More musings - What Gardens are All About

I am interested in what opens the inner eye that children have, that makes you aware of what matters. 

Gardens are good at that.

Gardens and children go together. Like the little girl in the garden in the children's classic, 'The Secret Garden' by Frances Hodgson Burnett, gardens open a world of wonder if we only stop and peer into its mysteries...

this is a book for all ages - a great read!

Of course, the garden described in Hodgson's book was an English walled landscape but it could have been any kind of outdoor space devoted to bridging the gap between the human and the green world.....

A serene garden can be a magnificent boxwood construct filled with flowers or  a little sunny spot carved out of a wooded is a place where 'feeling ' is paramount, where the atmosphere tingles with Nature's radiance.

'Crystal Palace' Lobelia in a hanging basket upon a carved tree stump in one of my gardens - Jan Johnsen

There is great website from England called 'Thinkin Gardens' (click on it) that says it best:

"Gardens have lost their greater ambitions.

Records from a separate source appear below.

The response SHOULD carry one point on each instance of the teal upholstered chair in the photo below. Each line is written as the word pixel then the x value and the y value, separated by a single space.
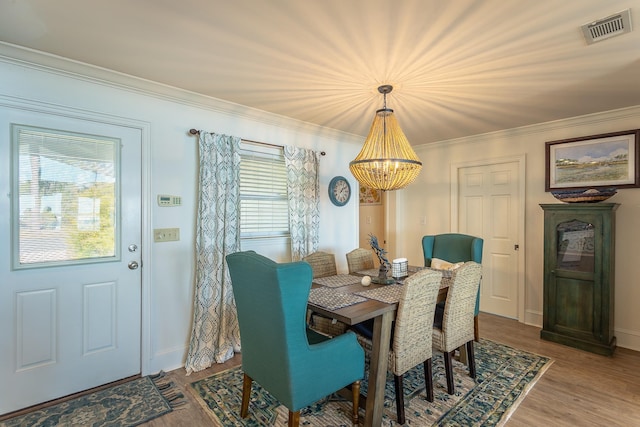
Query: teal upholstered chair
pixel 294 364
pixel 454 247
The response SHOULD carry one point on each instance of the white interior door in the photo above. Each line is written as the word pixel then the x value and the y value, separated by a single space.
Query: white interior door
pixel 70 293
pixel 488 202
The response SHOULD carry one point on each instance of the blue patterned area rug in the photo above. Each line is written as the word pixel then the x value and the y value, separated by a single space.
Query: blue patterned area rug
pixel 504 376
pixel 128 404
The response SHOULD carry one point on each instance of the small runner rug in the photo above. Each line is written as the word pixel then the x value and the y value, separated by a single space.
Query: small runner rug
pixel 128 404
pixel 504 376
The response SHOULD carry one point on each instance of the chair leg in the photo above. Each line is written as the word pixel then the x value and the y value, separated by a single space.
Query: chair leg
pixel 397 380
pixel 476 329
pixel 294 419
pixel 448 366
pixel 428 379
pixel 472 359
pixel 355 396
pixel 246 394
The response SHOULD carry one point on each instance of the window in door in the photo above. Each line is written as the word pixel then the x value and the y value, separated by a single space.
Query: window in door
pixel 64 197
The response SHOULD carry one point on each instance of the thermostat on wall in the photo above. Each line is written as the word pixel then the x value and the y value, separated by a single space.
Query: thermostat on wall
pixel 167 200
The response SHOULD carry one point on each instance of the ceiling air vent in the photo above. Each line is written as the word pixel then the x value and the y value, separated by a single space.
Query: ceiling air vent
pixel 608 27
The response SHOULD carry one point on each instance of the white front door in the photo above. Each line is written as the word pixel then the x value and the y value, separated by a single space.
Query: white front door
pixel 70 288
pixel 488 202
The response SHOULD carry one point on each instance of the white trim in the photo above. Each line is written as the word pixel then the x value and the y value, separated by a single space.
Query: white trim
pixel 145 131
pixel 578 122
pixel 53 64
pixel 521 160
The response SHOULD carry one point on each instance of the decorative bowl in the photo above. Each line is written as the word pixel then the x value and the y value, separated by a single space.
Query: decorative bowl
pixel 591 195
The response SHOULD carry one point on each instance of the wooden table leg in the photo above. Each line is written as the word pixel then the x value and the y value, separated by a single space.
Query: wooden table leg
pixel 378 369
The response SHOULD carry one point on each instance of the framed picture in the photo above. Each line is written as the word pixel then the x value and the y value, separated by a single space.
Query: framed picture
pixel 607 160
pixel 370 196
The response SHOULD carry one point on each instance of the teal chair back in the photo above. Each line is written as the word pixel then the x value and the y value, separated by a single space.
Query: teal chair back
pixel 453 247
pixel 294 364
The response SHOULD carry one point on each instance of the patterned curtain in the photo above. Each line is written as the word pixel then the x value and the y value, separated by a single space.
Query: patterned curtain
pixel 215 335
pixel 304 200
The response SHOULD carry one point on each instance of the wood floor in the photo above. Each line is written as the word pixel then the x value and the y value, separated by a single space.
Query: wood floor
pixel 580 389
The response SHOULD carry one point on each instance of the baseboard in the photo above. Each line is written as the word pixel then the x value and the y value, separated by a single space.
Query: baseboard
pixel 167 360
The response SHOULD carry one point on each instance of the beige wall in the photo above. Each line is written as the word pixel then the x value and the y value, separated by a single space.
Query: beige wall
pixel 429 198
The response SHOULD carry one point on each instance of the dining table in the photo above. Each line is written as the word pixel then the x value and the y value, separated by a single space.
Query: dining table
pixel 343 297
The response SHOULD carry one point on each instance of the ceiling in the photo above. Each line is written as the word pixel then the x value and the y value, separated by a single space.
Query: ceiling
pixel 458 67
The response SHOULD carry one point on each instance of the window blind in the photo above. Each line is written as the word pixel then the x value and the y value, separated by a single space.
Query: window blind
pixel 263 196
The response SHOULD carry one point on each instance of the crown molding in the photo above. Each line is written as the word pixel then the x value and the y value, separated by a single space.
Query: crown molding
pixel 632 112
pixel 54 64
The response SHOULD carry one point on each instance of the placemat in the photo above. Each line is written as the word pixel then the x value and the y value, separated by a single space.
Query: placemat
pixel 337 280
pixel 332 299
pixel 373 272
pixel 389 293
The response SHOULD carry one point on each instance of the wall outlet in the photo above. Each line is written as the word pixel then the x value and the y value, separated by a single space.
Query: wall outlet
pixel 166 234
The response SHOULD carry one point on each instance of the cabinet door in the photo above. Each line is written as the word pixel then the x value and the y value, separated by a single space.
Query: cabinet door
pixel 573 295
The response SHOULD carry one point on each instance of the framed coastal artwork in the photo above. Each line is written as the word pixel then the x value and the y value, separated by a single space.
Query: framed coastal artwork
pixel 370 196
pixel 607 160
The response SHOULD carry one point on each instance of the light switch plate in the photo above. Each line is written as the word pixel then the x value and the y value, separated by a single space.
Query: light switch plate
pixel 166 234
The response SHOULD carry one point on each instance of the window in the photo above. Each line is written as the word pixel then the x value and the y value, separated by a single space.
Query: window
pixel 64 197
pixel 263 192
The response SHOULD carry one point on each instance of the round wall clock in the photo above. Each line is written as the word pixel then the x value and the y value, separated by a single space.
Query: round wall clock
pixel 339 191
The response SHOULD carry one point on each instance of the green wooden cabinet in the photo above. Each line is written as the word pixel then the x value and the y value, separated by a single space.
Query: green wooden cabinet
pixel 579 241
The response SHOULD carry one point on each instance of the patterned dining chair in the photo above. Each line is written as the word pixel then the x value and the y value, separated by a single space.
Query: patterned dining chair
pixel 296 365
pixel 454 248
pixel 323 264
pixel 411 336
pixel 455 328
pixel 360 259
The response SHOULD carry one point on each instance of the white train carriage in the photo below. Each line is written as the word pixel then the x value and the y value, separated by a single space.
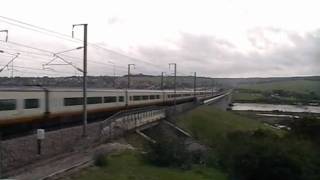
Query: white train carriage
pixel 17 103
pixel 64 101
pixel 144 97
pixel 29 104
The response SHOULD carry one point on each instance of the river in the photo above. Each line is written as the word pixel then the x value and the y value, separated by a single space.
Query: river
pixel 274 107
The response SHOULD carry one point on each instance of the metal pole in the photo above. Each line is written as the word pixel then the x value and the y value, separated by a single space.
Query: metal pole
pixel 85 36
pixel 114 76
pixel 161 84
pixel 129 65
pixel 175 85
pixel 212 87
pixel 128 86
pixel 84 80
pixel 1 158
pixel 195 84
pixel 12 69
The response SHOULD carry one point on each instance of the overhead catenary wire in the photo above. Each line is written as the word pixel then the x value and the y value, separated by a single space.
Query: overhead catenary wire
pixel 52 33
pixel 68 38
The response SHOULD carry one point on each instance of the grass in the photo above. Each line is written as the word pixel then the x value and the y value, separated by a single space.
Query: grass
pixel 240 96
pixel 298 86
pixel 211 125
pixel 129 166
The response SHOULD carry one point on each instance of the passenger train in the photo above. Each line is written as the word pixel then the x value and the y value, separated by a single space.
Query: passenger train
pixel 31 104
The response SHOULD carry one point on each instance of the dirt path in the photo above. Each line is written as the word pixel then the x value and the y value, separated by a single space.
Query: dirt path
pixel 56 167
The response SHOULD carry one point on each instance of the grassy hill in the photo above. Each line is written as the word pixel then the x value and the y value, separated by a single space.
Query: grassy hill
pixel 211 125
pixel 129 166
pixel 298 86
pixel 290 91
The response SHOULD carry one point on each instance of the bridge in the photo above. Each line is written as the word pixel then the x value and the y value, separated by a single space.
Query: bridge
pixel 22 151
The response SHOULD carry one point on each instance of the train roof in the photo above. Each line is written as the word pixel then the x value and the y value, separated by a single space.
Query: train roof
pixel 37 88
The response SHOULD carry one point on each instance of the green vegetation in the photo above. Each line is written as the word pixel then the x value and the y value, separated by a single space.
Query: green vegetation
pixel 212 125
pixel 298 86
pixel 100 160
pixel 279 92
pixel 247 150
pixel 130 166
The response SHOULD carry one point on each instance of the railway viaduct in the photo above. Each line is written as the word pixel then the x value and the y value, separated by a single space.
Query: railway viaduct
pixel 22 151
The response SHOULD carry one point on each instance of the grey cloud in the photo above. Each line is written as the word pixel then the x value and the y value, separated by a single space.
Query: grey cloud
pixel 218 57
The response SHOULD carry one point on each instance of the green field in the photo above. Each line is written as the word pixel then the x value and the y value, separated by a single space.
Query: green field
pixel 206 123
pixel 211 125
pixel 298 86
pixel 279 92
pixel 129 166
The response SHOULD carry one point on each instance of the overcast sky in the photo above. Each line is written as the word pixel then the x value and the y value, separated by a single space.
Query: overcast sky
pixel 227 38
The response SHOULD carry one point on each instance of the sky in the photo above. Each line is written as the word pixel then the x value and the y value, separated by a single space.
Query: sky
pixel 216 38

They are no longer a stimulus for artistic debate nor are they an accepted medium for creative expression;

television has reduced gardening to entertainment.

We now judge gardens principally on the quality of their plants, planting and housekeeping which,
while they are vital raw materials in most gardens alongside design,

are only a contributory part of what gardens have to offer."

Amen to That!

But I guess 'feeling' and 'transcendence' are not easily transferable to the TV screen. Especially when people's attention span is diminished...what we miss when we stare at a LCD or whatever screen is the 'depth' of feeling.

Gardens restore that 'depth'  - they invigorate the 'now' from a pale, washed out beige to a bright, vibrant yellow. Gardens give us permission to sing....

As Mary Keen noted, a garden "makes you aware of what matters."

Johnsen Landscapes & Pools:  Coleus, Plectranthus, Ageratum in front, Blue Angelonia


  1. Thanks very true! When I was growing up one of my favorite summertime "haunts" was to take a book and read under a gorgeous huge old weeping beech tree. The branches draped all the way to the ground, and under those sheltering branches I could hide for hours with a good book. The ground was soft and dusty, fragrant with the scent of the trees. Even a light rain could not penetrate the leafy curtain. I think of those times as some of the most special moments of my growing up. I also discovered, years later, that this wonderful park was an Olmsted project, and that was certainly a man who understood the power of trees and the importance of connecting us to the natural world.

    1. Maggie - your words took me to your secret 'haunt'...are you a writer? ..if not, you should be. :-) Thanks for your evocative commentary!

  2. Thank you for your acknowledgement of thinkingardens and a gracious reflective post.

    1. Anne - I love Thinkingardens! and thank you for your kind words...I hope many people go to your wonderful website.